Wednesday 15 February 2006

Finally Got In!

Today is one of those rare occasions that the blogspot is accessible from office. The company blocks the site and hence nobody in the office can enter blogger. Mummy hardly has time after work to login which also explains why the infrequent posts.

Since the last post, we had celebrate Chinese New Year and our 2nd wedding anniversary. Matty has since got his 2nd lower front tooth and was even admitted on the 2nd day of Chinese New Year for constipation. He was crying really badly when the enema was administered... Mummy ended up crying with Matty. Since don't know when, he started to crawl like a pro, pull to stand. It just came so naturally without anyone teaching him how exactly to do it. He tries a little each day and all of a sudden he was performing each trick without much effort. Learning to cruise bit by bit lately. Perhaps he will start to walk without us knowing one of these days. He is getting harder and harder to restraint. As he grows... he is becomes less reliant on us... prefering to be left alone on the floor rather than be carried nowadays. Like I always say... soon we will be sending him off to college.
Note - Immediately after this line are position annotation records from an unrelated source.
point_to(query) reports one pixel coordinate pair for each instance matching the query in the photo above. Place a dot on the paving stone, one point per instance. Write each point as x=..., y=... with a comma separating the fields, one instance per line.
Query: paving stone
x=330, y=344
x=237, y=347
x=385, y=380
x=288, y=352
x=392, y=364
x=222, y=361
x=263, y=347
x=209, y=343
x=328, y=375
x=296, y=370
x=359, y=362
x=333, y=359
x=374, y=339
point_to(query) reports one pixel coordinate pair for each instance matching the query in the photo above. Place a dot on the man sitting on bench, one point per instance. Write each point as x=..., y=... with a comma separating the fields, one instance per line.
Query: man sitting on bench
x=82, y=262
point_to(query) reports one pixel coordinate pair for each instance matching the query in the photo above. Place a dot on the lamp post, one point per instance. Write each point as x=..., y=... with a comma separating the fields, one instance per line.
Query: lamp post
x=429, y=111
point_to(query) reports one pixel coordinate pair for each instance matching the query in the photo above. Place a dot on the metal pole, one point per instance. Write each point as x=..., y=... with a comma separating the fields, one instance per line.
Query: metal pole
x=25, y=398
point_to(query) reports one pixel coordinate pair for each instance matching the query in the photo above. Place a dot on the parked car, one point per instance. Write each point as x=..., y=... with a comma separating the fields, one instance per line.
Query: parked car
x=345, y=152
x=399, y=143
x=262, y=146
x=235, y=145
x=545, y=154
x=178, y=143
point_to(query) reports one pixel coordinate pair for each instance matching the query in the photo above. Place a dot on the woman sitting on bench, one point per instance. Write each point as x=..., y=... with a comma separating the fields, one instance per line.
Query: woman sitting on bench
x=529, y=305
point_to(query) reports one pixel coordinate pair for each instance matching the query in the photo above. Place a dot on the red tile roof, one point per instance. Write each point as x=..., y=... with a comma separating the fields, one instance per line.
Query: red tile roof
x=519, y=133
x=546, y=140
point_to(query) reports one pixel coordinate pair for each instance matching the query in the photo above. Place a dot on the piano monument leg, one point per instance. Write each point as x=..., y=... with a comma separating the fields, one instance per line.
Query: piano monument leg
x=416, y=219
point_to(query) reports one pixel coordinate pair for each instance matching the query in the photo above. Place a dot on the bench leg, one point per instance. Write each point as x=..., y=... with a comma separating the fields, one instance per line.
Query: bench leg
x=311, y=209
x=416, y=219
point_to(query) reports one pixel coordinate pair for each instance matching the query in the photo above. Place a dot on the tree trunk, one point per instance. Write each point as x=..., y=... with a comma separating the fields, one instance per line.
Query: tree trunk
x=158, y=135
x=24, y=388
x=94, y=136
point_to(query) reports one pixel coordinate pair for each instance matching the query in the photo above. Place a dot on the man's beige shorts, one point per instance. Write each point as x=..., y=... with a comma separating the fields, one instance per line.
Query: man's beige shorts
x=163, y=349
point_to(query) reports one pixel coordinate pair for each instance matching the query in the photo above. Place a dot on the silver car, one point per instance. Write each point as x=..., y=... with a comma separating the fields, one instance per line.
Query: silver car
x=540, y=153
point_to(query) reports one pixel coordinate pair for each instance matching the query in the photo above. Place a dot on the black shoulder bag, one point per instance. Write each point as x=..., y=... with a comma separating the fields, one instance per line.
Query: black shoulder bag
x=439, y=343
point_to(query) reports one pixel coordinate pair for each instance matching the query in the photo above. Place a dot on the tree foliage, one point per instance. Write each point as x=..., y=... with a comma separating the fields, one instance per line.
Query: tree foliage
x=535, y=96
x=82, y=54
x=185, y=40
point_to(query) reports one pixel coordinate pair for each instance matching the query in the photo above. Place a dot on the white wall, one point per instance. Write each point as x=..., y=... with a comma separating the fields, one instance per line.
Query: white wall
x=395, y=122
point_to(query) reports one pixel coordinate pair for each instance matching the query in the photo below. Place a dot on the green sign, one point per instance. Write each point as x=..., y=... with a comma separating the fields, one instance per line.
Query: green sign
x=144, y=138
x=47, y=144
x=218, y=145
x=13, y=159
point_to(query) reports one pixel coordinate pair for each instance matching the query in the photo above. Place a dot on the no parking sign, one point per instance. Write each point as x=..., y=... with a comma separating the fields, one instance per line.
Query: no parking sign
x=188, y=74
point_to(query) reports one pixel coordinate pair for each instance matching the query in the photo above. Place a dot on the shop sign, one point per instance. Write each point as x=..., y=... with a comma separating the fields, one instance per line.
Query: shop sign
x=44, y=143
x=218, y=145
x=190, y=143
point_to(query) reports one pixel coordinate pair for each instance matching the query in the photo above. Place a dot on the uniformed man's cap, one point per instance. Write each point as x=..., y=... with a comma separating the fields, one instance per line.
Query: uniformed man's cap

Now I just hope he will learn to fall asleep on his own and sleep through the night. A little difficult since he is teething. Mummy's patience seems to run out fast these days especially when we are having a rough night and I find myself having to wake up and carry Matty... to rock him back to sleep. Carrying a 9kg baby can be draining... much so in the wee hours of the morning. But like Linda said... just relax and enjoy the parenting before he grows out of it. After the talk with her... it actually made me feel better and stop looking for answers to make Matty grow out of this stage. Nonetheless every night before going to bed... I pray hard that Matty will sleep well. I want my much needed sleep. People around have been commenting that I look haggard. Actually without them telling me... I could see it from the mirror.

Daddy and I celebrated our 2nd wedding anniversary on 8 February. We took Matty to Mt Faber for a picnic. Daddy and I went there once long time ago for a picnic as well. Except that this time round we are better and knew what to bring along. We even took Matty for a swim later that day. We had dinner at San Marco... it is right at the top of Fullerton. Fullerton still brings back alot of memory for us. Nice place... I am still waiting for someone to hold a wedding there so that I can try the food once again.